Sep 12

I remember that day very well. My wife, Lisa,  had taken our daughter with her to her mother’s house. I was still at home and hadn’t left for work yet. Lisa called me to tell me a plane had crashed into the World’s Trade Center, at the time, details were still sketchy. I assumed it was an accident, the truth that would later be unveiled, was at that time unthinkable. I turned on the television and watched a live CNN broadcast of the disaster: burning, smoking wreakage. Then, another plane careened by. I expected it to come out the other side, behind the Towers. I expected that the second plane was, in fact, behind the towers. It didn’t. I saw it smash into the second tower in a conflagration of fire, glass and twisted metal. Minutes later, the President appeared on television and announced that our country was under a terrorist attack.

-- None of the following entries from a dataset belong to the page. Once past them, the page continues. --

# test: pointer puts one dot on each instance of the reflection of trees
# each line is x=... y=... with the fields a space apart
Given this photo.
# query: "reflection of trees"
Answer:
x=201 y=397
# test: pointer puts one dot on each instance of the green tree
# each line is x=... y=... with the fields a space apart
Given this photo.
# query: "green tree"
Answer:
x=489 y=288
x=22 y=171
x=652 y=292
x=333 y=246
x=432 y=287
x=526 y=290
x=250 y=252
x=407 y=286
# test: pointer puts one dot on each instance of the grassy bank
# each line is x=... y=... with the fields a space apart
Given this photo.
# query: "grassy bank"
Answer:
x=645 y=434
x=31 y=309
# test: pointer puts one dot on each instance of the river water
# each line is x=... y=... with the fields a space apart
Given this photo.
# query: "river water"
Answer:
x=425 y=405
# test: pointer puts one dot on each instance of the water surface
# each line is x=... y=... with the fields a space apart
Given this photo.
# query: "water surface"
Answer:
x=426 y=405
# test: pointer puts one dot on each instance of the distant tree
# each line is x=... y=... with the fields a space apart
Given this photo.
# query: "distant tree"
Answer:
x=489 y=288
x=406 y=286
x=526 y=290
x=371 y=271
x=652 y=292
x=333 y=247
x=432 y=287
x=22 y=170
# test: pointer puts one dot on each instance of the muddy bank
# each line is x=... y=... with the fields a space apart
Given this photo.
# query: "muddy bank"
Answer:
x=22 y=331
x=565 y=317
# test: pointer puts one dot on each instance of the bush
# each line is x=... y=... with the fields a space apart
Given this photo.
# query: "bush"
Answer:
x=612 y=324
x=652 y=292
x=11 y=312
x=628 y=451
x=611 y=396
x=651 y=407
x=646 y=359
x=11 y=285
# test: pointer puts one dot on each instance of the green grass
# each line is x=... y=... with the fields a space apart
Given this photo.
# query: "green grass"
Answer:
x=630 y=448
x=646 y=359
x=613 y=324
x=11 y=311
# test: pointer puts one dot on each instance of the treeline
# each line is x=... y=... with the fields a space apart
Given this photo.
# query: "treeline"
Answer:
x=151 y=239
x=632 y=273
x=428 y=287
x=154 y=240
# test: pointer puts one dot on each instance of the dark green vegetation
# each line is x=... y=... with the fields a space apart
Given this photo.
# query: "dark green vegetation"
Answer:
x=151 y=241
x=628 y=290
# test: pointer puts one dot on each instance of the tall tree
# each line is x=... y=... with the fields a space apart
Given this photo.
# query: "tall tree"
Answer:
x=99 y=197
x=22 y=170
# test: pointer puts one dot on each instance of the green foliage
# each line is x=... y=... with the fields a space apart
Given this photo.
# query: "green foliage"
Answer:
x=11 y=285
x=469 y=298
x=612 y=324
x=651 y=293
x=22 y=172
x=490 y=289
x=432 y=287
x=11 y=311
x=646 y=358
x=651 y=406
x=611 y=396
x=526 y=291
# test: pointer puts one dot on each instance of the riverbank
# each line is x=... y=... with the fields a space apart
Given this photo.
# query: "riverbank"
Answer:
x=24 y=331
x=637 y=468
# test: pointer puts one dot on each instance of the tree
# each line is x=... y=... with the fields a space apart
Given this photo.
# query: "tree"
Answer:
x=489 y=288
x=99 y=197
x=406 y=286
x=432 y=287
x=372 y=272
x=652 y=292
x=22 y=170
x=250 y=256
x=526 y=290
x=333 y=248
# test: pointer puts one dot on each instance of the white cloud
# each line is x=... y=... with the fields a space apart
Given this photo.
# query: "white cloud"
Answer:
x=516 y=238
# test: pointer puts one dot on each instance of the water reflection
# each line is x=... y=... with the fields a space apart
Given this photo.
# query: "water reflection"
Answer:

I worked for BellSouth at the time. A state of emergency had been declared, and everyone at work scrambled to get phones and service ready for government facilities in the Metro Atlanta area. Not really knowing what to do, in a bit of a daze, I went to work. On the way there, the radio reported that another plane hit the Pentagon.

At work, we had TVs set up so we could watch the events as they unfolded. I watched people jump to their deaths to escape the fire, saw people scramble about the smoking streets of New York-confused, frightened, not sure of what to do. I saw the Towers collapse. My Uncle John was in New Jersey when it happened-he took photos of the smoking Manhatten skyline, scanned them, and emailed them to the rest of us throughout the day. Shaken, I actually emailed all the members of my family and tried to get them to pray with me.

My Father was in Korea that day. He went to a Buddhist temple, donated a brick-it’s still there, it says: FDNY

My Grandfather was in the FDNY.

When I write my posts, I try to have something positive to say. I try to impart some parcel of inspiration that comes to me-usually as I write the text itself. Here, even eight years after this tragedy, it seems that the best and most honest thing to do is to report the facts of what happened to me personally that day. It’s a day that we all remember. And perhaps the best way to honor those who passed is through memory. There is honor in memory.